A lot of those failure mode examples seem well suited to client-side retries and appropriate rate limiting. If we're talking file uploads then sure, there absolutely are going to be cases where the benefits of having clients go to the third-party is more beneficial than costly (high variance in allowed upload size would be one to consider), but for simple upload cases I'm not so convinced that high-level client retries aren't something that would work.
> if they never got called in the first place due to misconfiguration
I find it hard to believe that having more components to monitor will ever be simpler than fewer. If we're being specific about vendors, the AWS console is IMHO the absolute worst place to go for a good centralized logging experience, so you almost certainly end up shipping your logs into a better centralized logging system that has more useful monitoring and visualisation features than CloudWatch and has the added benefit of not being the AWS console. The cost here? Financial, time, and complexity/moving parts for moving data from one to the other. Oh and don't forget to keep monitoring on the log shipping component too, that can also fail (and needs updates).

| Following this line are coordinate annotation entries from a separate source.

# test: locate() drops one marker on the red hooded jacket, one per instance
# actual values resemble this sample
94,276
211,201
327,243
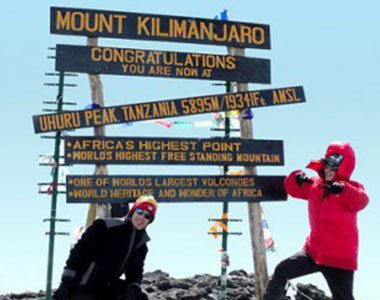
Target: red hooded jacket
333,240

> The protocol provided by S3 is available through dozens of vendors.
It's become a de facto standard for sure, and is helpful for other vendors to re-implement it but at varying levels of compatibility.
> It only matters if it is of equivalent or lessor cost.
This is precisely the point, I'm saying that adding boxes in the system diagram is a guaranteed cost as much as a potential benefit.
> Yet you explicitly ignore these
I repeatedly mentioned things that to me count as complexity that should be considered. Additional moving parts/independent components, the associated monitoring required, repository sprawl, etc.
> No, I just read the documentation, and then built it.
I also just 'read the documention and built it', but other comments in the thread allude to vendor-specific training pushing for not only vendor-specific solutions (no surprise) but also the use of vendor-specific technology that maybe wasn't necessary for a reliable system. Why use a simple pull-based API with open standards when you can tie everything up in the world of proprietary vendor solutions that have their own common API?
It actually is though. I don't need to build a custom upload client, I don't need to manage restart behavior, I get automatic restarts if any of the background workers fail, I have a dead letter queue built in to catch unusual failures, I can tie it all together with a common API that's a first class component of the system.
Working in the cloud forces you to address the hard problems first. If you actually take the time to do this everything else becomes _absurdly_ easy.
I want to write programs. I don't want to manage failures and fix bad data in the DB directly. I personally love the cloud and this separation of concerns.